Mais ne né pas l’horreur: pas une goutte de sang, pas une once de gratuité. Tout ici semble parfaitement maîtrisé, autant dans sa forme que dans son fond. Mais la maîtrise n'étouffe pas les surprises ni le mystère.

Mais qu'est ce qui fait au juste le succès d'un tel film ?

Tout d'abord l'ambiance hautement malsaine et oppressante, qui joue entièrement sur le mystère et les non-dits. On croit tout savoir depuis le début et pourtant Ring a le pouvoir d'amener le spectateur toujours plus loin dans la surprise et les tréfonds sombres (comme un puits) de l'occulte japonais. Les personnages, au même titre que le spectateur, sont comme radioguidés, magnétisés dirons-nous pour coller à l'essence du film, vers la solution de l'énigme. Et pourtant le mystère est pesant, tenace. Hideo Nakata suggère plutôt qu'il n’explique : des images incompréhensibles, presque subliminales, un visage figé, une enfant dont les cheveux hirsutes cachent le visage, une gestuelle dérangeante, un malaise toujours grandissant, la lenteur toute calculée pour que la peur s’insinue lentement dans vos veines jusqu'à l'apothéose de la scène finale.
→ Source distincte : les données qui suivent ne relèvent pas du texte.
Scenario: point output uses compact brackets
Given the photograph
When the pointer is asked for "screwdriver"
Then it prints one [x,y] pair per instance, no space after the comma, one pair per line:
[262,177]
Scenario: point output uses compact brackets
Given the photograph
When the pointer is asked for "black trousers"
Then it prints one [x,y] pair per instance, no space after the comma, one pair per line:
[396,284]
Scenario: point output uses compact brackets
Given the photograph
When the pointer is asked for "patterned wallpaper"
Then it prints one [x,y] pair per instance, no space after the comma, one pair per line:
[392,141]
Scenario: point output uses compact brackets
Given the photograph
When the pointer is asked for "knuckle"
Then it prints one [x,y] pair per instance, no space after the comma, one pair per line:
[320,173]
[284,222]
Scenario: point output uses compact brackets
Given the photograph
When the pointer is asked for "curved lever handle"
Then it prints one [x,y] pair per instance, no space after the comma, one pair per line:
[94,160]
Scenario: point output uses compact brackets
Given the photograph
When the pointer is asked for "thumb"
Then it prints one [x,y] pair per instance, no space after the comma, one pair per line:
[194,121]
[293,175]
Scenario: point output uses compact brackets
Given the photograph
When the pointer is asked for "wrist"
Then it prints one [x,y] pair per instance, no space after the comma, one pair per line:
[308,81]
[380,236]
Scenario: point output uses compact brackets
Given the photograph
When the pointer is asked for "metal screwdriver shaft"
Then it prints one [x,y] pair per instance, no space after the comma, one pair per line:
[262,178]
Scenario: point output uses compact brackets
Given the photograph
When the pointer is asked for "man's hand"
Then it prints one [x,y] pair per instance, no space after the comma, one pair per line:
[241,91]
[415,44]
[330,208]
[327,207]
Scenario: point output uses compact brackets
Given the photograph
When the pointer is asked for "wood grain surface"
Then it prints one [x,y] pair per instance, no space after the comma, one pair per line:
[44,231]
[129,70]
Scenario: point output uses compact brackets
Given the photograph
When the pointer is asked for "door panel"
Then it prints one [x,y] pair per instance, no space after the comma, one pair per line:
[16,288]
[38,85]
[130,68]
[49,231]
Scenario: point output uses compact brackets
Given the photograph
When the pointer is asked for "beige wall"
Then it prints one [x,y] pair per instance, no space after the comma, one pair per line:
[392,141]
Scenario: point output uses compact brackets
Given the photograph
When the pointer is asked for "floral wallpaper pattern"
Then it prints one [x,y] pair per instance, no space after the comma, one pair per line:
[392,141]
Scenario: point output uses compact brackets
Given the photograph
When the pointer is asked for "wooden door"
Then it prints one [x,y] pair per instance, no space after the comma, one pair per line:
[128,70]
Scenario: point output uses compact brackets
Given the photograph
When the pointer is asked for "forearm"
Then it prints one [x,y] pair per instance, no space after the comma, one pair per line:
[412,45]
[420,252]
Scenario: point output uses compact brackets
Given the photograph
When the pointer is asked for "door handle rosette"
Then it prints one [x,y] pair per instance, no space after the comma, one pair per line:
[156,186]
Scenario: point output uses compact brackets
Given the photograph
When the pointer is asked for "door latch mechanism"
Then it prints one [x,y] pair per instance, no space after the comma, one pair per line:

Et le compte à rebours de Reiko Asakawa qui s'égraine prenant fin dans cette superbe métaphore de la vie qu'est la descente au fond du puits.

Film à l'ambiance unique, Ring s'appuie sur un soin du cadre dont le sens devient science. Nakata surencadre ses personnages pour les enfermer dans un espace exigu et étouffant. La profondeur de champs devient alors propice à la paranoïa, Mais l'écran, fenêtre sur notre propre image, devient un passage ouvert sur un autre monde. Le dernier plan du film résume la situation: le ciel, rongé par une progression maléfique, annonce une fatalité incontournable.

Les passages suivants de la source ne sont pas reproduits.